Recensie: Valery Larbaud – Kinderscènes
De rijke kinderwereld
Heel bekend is Valery Larbaud (1881-1957) niet in ons taalgebied, misschien omdat hij productief was tijdens een buitengewone bloeiperiode van de Franse literatuur en dus moet concurreren met Proust, Martin du Gard, Huysmans, Gide enzovoort. Begin er maar eens aan. En toch werd en wordt hij nog steeds heel hoog aangeslagen: Proust bewonderde zijn verhaal ‘Het hakmes’ en zijn verzameld werk kreeg een plaats in de Bibliothèque de la Pléiade, het prestigieuze uitgeeffonds waarin alleen gecanoniseerde auteurs terug te vinden zijn.
Sinds kort is er een nieuwe, integrale vertaling van Larbauds Enfantines beschikbaar. Vertaalster Katrien Vandenberghe bedacht die met de titel Kinderscènes, en dat is een vlag die de lading goed dekt. Kinderliteratuur is het niet, al zal de anglofiele Larbaud, die uit het Engels vertaalde, waarschijnlijk wel bekend zijn geweest met Lewis Carroll en dergelijke. Hij tapt uit een ander vaatje: zijn kinderscènes zijn portretten van kinderen, meisjes, adolescenten. Niets bijzonders, zult u misschien denken, maar wat Larbaud zo bijzonder maakt – zeker voor zijn tijd – is dat hij zeer empathisch te werk gaat, zich inleeft in de gedachten- en leefwereld van het kind en daar ook de rijkdom van erkent. Hij zag in dat kinderen een bijzonder rijk gevoelsleven hebben en een volstrekt andere logica en zelfs ethiek hanteren dan volwassenen.
In het verhaal Rose Lourdin volgt hij bijvoorbeeld de haast obsessieve fascinatie van een schoolmeisje voor ene Rosa Kessler of Röschen, een Duitstalige Zwitserse:
Ik drukte de stof tegen me aan, ik dompelde me erin onder en genoot met mijn hele gezicht. Ik pakte ook de smalle leren ceintuur. Röschen had op het witte binnenleer haar naam geschreven. Zachtjes kuste ik die een paar keer. Ik wilde de riem om mijn middel doen, toen ik mezelf opeens door andermans ogen zag. En het leek me allemaal zo belachelijk dat ik mijn eigen schort aanschoot, Röschens schort en riem weer aan de spijker hing en de trap af rende naar de speelplaats.

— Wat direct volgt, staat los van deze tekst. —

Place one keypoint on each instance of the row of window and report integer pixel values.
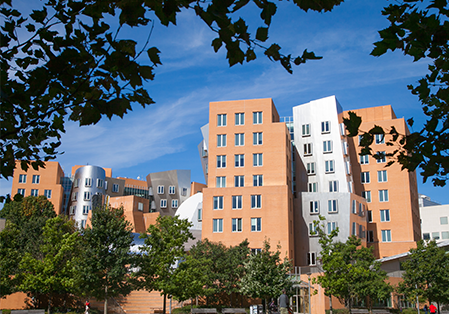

Larbauds kinderfiguren worden dus ook niet voorgesteld als onschuldige, engelachtige figuren. De licht erotische spanning in ‘Rose Lourdin’ krijgt een veel explicietere lading in ‘Portret van Éliane op haar veertiende’, over het seksuele ontwaken van een meisje dat over een sprookjesprins fantaseert:
In paniek sloeg Éliane dan haar armen om het bovenlichaam van de sprookjesprins, gaf zich over aan zijn kracht, legde haar hoofd op zijn schouder en sloot haar ogen.
[…]
En dan was er ook nog de Naakte Man uit Le Petit Larousse Illustré. Dat ging zo: als ze zeker wist dat er niemand keek, nam ze dat encyclopedisch woordenboek van haar vaders werktafel en gaf, vol opwinding over het verboden genot (want haar geweten zei haar dat het verkeerd was), haar ogen gretig de kost.
Larbaud neemt kinderen dus ernstig, maar trapt niet in de val van de ‘kinderlijke onschuld’. In ‘Het hakmes’ beschrijft hij een scherp observerend kind dat op wraak zint tegen botte volwassenen die hem negeren wanneer ze in elkaars gezelschap verkeren en met opzet moeilijke woorden gebruiken die hij niet begrijpt:
Het ergert hem dat niemand op hem let en Devincets stem maakt hem kwaad. Hij heeft een hekel aan die lomperd met zijn dikke, hoogrode wangen. Hij wil hem een scheldwoord naar het hoofd slingeren.
[…]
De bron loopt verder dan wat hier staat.